Talk of credit ratings agencies swirled again Wednesday—some tied to the ongoing (and seemingly neverending) US debt ceiling debate and some unrelated to it—likely contributing to some stock market volatility.

Many opine that even if (or more likely, when) the debt ceiling is raised, the all-clear won’t be sounded because ratings agencies may still offer their (frequently wrong) opinion on US creditworthiness. They claim the raters need to see a debt ceiling increase and a “credible plan” for reducing deficits or America’s AAA credit rating may be lowered.

But it seems to us ratings agencies are a bit more confused than usual lately. Wednesday, both Moody’s Global Managing Director Michael Rowan and S&P President Deven Sharma said their companies won’t analyze political “plans or policies” until they become law. Which raises a salient question: What exactly, then, was their criteria for putting the US on negative credit watch? Elevated deficits were a known quantity long before S&P and Moody’s changed their outlook—and both principally cited the debt ceiling debate as their motivation.
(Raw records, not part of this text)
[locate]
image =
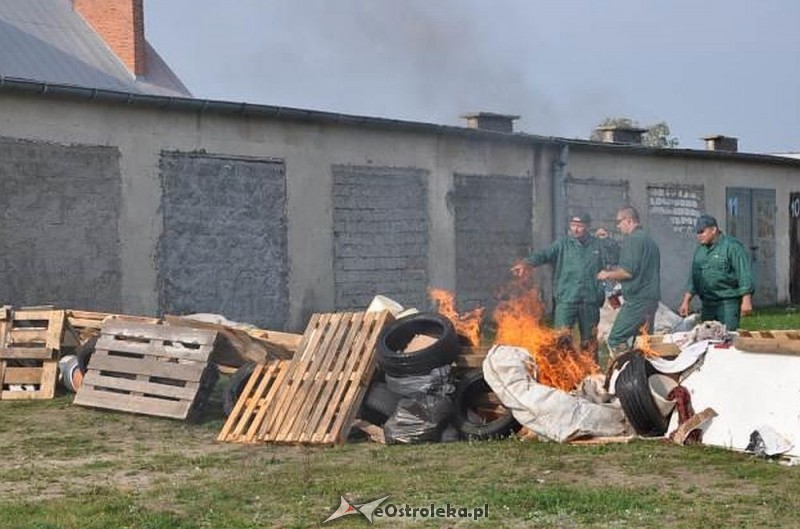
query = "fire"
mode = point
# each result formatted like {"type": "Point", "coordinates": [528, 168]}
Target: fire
{"type": "Point", "coordinates": [518, 320]}
{"type": "Point", "coordinates": [468, 324]}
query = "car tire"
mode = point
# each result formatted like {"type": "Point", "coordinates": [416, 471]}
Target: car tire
{"type": "Point", "coordinates": [395, 338]}
{"type": "Point", "coordinates": [479, 418]}
{"type": "Point", "coordinates": [235, 386]}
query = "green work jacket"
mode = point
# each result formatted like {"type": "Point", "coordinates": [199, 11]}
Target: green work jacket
{"type": "Point", "coordinates": [575, 266]}
{"type": "Point", "coordinates": [721, 271]}
{"type": "Point", "coordinates": [640, 257]}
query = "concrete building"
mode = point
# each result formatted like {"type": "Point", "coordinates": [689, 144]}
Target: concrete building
{"type": "Point", "coordinates": [138, 198]}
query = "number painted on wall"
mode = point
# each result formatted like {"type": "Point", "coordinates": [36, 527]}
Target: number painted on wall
{"type": "Point", "coordinates": [794, 207]}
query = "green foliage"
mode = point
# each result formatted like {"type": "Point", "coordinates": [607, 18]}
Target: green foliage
{"type": "Point", "coordinates": [657, 135]}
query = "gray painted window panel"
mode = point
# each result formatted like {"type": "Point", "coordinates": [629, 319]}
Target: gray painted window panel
{"type": "Point", "coordinates": [380, 228]}
{"type": "Point", "coordinates": [224, 245]}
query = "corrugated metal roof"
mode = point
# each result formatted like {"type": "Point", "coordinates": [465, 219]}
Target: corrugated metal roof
{"type": "Point", "coordinates": [46, 40]}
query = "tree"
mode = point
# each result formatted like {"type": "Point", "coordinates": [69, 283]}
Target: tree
{"type": "Point", "coordinates": [657, 135]}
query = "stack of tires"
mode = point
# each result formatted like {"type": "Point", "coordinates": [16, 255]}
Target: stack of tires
{"type": "Point", "coordinates": [479, 415]}
{"type": "Point", "coordinates": [411, 397]}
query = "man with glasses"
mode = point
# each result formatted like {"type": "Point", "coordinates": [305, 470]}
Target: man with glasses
{"type": "Point", "coordinates": [576, 260]}
{"type": "Point", "coordinates": [720, 276]}
{"type": "Point", "coordinates": [639, 274]}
Also consider Moody’s previously said the US credit rating would not be at less risk of downgrade if the debt ceiling were eliminated. This seemingly indicates a “credible plan” isn’t part of their criteria whatsoever—and that they’re perfectly willing to discuss potential policy measures not even being discussed in Congress, much less signed into law. We’re not going to speculate about what credit ratings agencies might do—after all, we’re not in their brains and they’re certainly entitled to their opinions. In our view, it’s far more important to recall there’s nothing magic or catastrophic about changes in their opinions.

In November 1998, Moody’s elected to cut Japan from the slim global depth chart of Aaa rated sovereigns—downgrading their rating to Aa1. So what happened? Did rates spike higher and remain elevated? Actually, no. Long-term rates incrementally rose for a few months after the announcement, but reversed back to previous levels in fairly short order, as continuing economic growth alleviated concern over Japan’s debt-servicing capability. Similarly, equity markets experienced short-lived volatility, with a rapid recovery. Take note: No major credit calamity ensued. They did it again in 2002. Rates fell.
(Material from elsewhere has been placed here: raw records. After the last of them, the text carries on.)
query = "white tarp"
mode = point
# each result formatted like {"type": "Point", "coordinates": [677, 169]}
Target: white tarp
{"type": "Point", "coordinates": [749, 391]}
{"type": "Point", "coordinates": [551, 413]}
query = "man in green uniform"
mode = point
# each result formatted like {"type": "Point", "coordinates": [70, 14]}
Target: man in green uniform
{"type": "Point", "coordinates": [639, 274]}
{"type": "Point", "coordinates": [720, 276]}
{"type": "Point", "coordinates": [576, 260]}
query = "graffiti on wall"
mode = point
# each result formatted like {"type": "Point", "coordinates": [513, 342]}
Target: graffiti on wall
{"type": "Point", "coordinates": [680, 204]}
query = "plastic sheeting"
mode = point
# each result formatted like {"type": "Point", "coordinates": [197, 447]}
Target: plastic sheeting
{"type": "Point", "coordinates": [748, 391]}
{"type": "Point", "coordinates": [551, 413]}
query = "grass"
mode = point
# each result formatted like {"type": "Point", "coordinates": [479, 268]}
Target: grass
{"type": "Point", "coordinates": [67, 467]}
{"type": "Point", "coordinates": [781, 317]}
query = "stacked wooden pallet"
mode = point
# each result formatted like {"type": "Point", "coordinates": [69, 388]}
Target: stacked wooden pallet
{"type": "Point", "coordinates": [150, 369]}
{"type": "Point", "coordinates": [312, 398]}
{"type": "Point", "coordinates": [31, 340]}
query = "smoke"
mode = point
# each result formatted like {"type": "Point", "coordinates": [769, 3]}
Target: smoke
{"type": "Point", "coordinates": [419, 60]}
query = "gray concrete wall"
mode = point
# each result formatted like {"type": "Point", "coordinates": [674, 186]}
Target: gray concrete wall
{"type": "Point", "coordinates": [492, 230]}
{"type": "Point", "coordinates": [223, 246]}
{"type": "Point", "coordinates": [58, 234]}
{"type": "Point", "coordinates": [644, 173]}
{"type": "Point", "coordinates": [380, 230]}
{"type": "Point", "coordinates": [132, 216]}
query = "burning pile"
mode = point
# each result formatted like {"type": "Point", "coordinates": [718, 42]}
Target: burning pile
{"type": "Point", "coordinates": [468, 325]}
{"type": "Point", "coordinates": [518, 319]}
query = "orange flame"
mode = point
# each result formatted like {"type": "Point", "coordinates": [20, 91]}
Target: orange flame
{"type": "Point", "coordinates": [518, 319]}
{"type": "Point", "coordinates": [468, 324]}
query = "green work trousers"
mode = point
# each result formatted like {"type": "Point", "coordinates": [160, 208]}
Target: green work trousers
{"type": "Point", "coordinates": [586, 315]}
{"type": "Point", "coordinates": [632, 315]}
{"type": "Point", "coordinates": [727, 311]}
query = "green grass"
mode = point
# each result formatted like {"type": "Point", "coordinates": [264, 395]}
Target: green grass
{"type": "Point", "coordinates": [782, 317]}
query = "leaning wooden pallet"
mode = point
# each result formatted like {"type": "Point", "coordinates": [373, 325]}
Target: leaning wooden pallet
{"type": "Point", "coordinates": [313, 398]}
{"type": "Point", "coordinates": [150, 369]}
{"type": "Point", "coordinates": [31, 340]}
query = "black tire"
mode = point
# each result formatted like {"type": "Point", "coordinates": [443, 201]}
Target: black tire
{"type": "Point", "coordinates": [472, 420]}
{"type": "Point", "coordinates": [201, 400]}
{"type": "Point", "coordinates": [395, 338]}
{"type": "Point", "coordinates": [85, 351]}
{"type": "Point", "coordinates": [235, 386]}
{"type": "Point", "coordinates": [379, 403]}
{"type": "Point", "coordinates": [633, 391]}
As for the US presently, one thing many overlook is there aren’t many AAA (or Aaa, as it were) rated sovereign issuers. So as we note here, there’s likely insufficient supply of attractive AAA rated government debt to meet full investor demand—meaning a mass Treasury exodus is highly unlikely because there are few alternatives.
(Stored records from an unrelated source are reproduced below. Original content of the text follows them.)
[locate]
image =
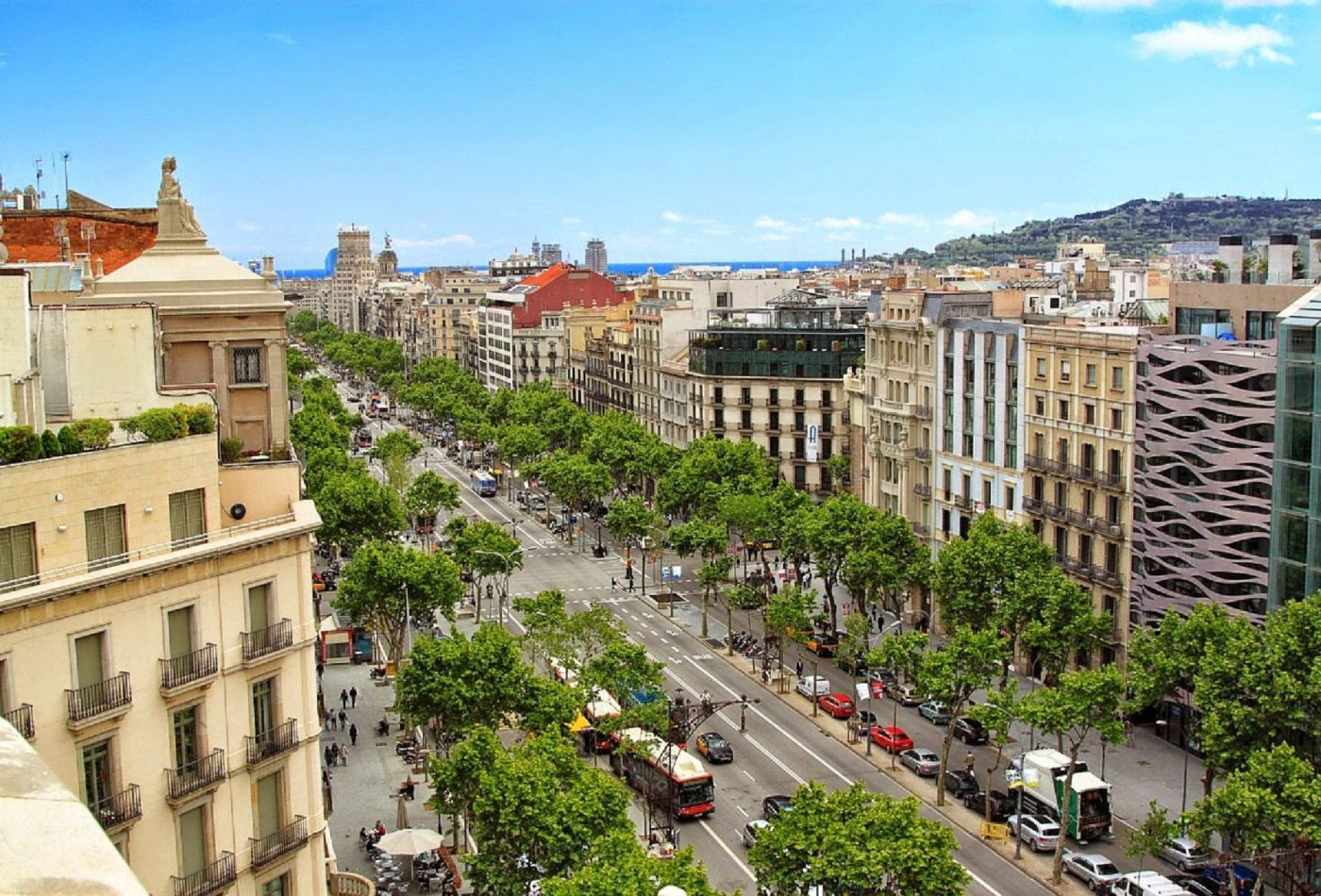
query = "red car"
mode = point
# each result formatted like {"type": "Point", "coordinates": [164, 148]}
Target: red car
{"type": "Point", "coordinates": [838, 705]}
{"type": "Point", "coordinates": [892, 739]}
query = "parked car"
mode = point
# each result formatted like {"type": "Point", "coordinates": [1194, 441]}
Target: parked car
{"type": "Point", "coordinates": [838, 705]}
{"type": "Point", "coordinates": [1037, 832]}
{"type": "Point", "coordinates": [752, 830]}
{"type": "Point", "coordinates": [970, 731]}
{"type": "Point", "coordinates": [1093, 869]}
{"type": "Point", "coordinates": [1185, 854]}
{"type": "Point", "coordinates": [1001, 804]}
{"type": "Point", "coordinates": [905, 694]}
{"type": "Point", "coordinates": [921, 760]}
{"type": "Point", "coordinates": [960, 781]}
{"type": "Point", "coordinates": [934, 711]}
{"type": "Point", "coordinates": [715, 747]}
{"type": "Point", "coordinates": [891, 739]}
{"type": "Point", "coordinates": [812, 687]}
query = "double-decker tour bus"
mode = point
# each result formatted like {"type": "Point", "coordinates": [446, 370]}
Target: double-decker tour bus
{"type": "Point", "coordinates": [598, 709]}
{"type": "Point", "coordinates": [664, 773]}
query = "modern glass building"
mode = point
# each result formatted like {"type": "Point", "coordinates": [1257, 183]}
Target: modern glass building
{"type": "Point", "coordinates": [1296, 503]}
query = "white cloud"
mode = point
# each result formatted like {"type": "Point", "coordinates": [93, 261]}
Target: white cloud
{"type": "Point", "coordinates": [1105, 6]}
{"type": "Point", "coordinates": [453, 239]}
{"type": "Point", "coordinates": [1245, 4]}
{"type": "Point", "coordinates": [1225, 43]}
{"type": "Point", "coordinates": [895, 218]}
{"type": "Point", "coordinates": [839, 224]}
{"type": "Point", "coordinates": [967, 218]}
And one can see this in US debt markets. Wednesday—while all the shouting and grumbling continued over ratings, debt ceilings, default fears, deficit plans, political bickering, blame games, gridlock and more—the US government held an auction of five-year Treasurys. If there were really much investor concern over all these topics, one should rationally expect higher bond yields and slack demand. But that isn’t what happened. At auction, the government offered $35,000,022,200 in notes. Investors bid for $91,844,358,700—a bid-to-cover ratio of 2.62, showing healthy demand. As for rates, they fell versus five-year note auctions in June. And May. And April. And March. And February. And January. You read that right—rates at Wednesday’s five-year note auction were the lowest all year—even though we’ve hit the debt ceiling and the Treasury’s stated deadline is about a week away.

Overall, folks seem to misunderstand what drives demand for US debt—assuming Treasurys are attractive just because they’re AAA. But in reality, Treasurys are attractive because of the depth of our capital markets, liquidity, use of the dollar in trade, our legal and economic systems’ strengths, our ability to service the debt and much more. In other words, it’s not just our AAA status. Focusing solely on a label issued by credit ratings agencies with lackluster historical track records is quite misleading.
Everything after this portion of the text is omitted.